Millard Yost übernahm mit Roger Bitters, der sich freiwillig dazu erboten hatte, die Wache auf dem Turm. In Zeiten wie diesen durfte man den Turm nicht unbesetzt lassen.

Um halb sechs Uhr morgens waren die Berichte abgeschlos­sen.

»Komm, ich fahr dich nach Hause, Schatz.« Chester griff nach Julias Hand.

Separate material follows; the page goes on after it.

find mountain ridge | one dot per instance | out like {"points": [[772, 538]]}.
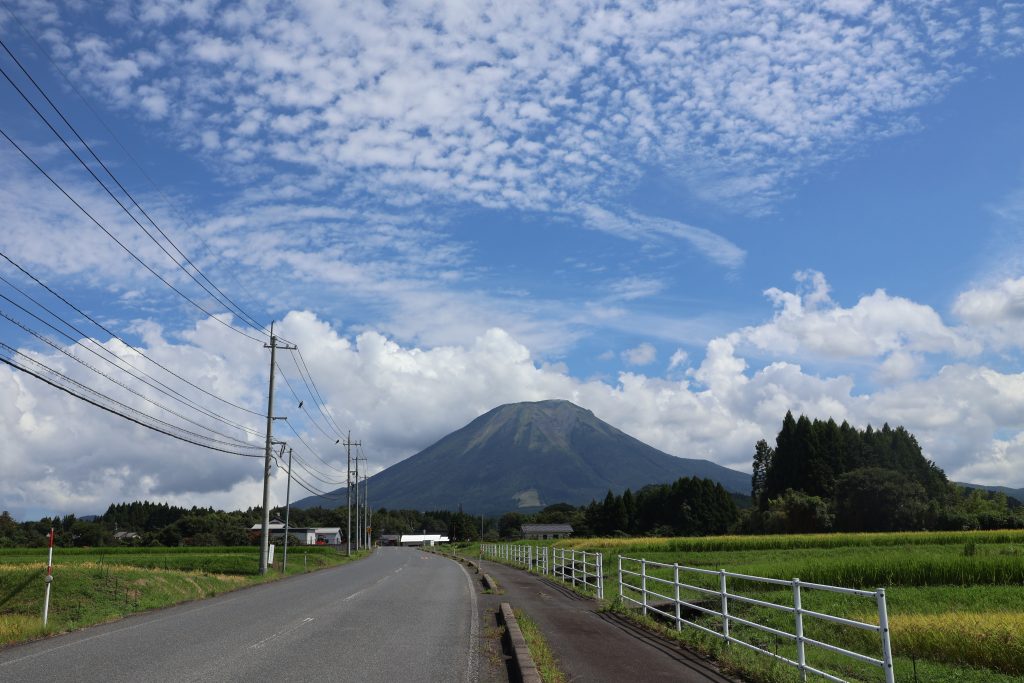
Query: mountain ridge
{"points": [[524, 456]]}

Sie zuckte zurück. »Ich gehe zu Fuß. Ich brauche Zeit zum Nachdenken.«

»Ich bring dich nach Hause«, sagte Louise und warf Chester einen bösen Blick zu. »Wir treffen uns dort.« Zu allen Übrigen sagte sie: »Wir sind erledigt, und ich müßte lügen, wenn ich sagen wollte, daß wir keine Angst hatten.«

Als die Gruppe ihnen Platz machte, atmete Juts tief durch und sagte: »Ich komme mir vor wie das Räderwerk schwerer Zei­ten.«

Die Geschichte wurde zusammen mit Bildern der Hunsen­meir-Schwestern über die Nachrichtenagenturen UPI, AP und Reuters verbreitet. Am nächsten Tag wurden Juts und Louise so belagert, daß sie ihre Türen abschlossen.